Mali : Malgré les absents, la Conférence d’entente Nationale a débuté

Ibrahim Boubacar KEITA, Président du Mali © Rahmani Rahimi

Actualité Politique Mali – La Conférence d’entente nationale s’est ouverte à Bamako ce lundi avec pour but, la réconciliation nationale. Comme annoncé, l’Opposition malienne et l’ex-rébellion touareg de la Coordination des mouvements de l’Azawad (CMA) ont boycotté la conférence.

Ce 27 mars a débuté à Bamako la Conférence nationale. Les travaux s’étendront jusqu’au 2 avril. Le gouvernement malien espère aboutir à une sortie de crise dans laquelle le Mali est empêtré depuis 2012.

Dans le but de sauvegarder la paix dans le pays, le gouvernement estime que la tenue de cette Conférence Nationale était urgente. Le président a tenu à l’exprimer lors de son discours d’ouverture.

« L’actualité et les événements de par le monde nous rappellent chaque jour qu’il n’y a pas une minute à perdre lorsqu’il s’agit de protéger notre pays, notre peuple en particulier contre le terrorisme et les diverses menaces de ce siècle nouveau », a-t-il dit.

La Conférence d’entente nationale sera orientée autour de trois axes : l’unité, la paix et la réconciliation. Elle aura pour but de déboucher sur une charte ratifiée par toutes les parties. Pour le président de la Commission préparatoire à la Conférence Nationale, il s’agit ici d’« instaurer un débat approfondi et inclusif entre toutes les composantes de la nation malienne sur les causes du conflit qui affaiblit le pays depuis 2012 ».

DES ABSENCES NOTABLES

Cette conférence nationale est aussi marquée par d’importantes absences. Des absences que le président malien regrette et a tenu à le faire savoir. « Je faillirais à mon devoir si je ne déplorais pas ici devant vous certaines absences et les discours qui les justifient » a-t-il ajouté.
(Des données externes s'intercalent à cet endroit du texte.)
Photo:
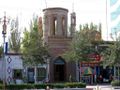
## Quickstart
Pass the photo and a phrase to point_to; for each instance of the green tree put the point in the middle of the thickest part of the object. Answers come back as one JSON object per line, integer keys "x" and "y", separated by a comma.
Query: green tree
{"x": 32, "y": 45}
{"x": 14, "y": 41}
{"x": 81, "y": 45}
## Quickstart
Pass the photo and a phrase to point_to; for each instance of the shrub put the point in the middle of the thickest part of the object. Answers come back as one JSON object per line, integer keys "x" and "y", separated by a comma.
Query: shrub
{"x": 40, "y": 86}
{"x": 75, "y": 84}
{"x": 18, "y": 87}
{"x": 115, "y": 83}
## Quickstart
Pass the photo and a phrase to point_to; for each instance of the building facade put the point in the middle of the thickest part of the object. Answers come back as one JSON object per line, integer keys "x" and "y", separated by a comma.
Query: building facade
{"x": 58, "y": 38}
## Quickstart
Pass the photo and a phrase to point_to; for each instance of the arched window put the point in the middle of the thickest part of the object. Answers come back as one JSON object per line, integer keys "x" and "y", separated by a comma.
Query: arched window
{"x": 54, "y": 25}
{"x": 63, "y": 26}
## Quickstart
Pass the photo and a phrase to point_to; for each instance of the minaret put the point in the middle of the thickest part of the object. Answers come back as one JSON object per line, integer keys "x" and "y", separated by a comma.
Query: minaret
{"x": 73, "y": 22}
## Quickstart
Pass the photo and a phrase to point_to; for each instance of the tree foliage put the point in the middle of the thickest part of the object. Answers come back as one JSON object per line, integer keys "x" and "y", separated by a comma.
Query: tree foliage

En effet, on déplore trois grands absents. Tout d’abord, les ex-rebelles de la CMA qui ont estimé à travers l’un de leurs porte-paroles, Mohammed el-Maouloud, que la durée de la conférence posait problème. Selon eux, une semaine n’est pas assez pour « permettre de discuter en profondeur de tous les problèmes ».

L’opposition malienne elle aussi absente, a fustigé à travers Iba Ndiaye, l’impréparation de cette conférence. Elle a aussi tenu à exprimer son mécontentement, car pour elle, « dans les termes de référence, on doit forcément parler de la gouvernance actuelle », thème qui ne sera pas abordé lors des discussions.

La Confédération syndicale des travailleurs du Mali (CSTM), deuxième centrale syndicale du pays, manque aussi à l’appel. Selon la CSTM, elle ne participe pas parce qu’elle n’a pas été associée aux bases de référence de la conférence.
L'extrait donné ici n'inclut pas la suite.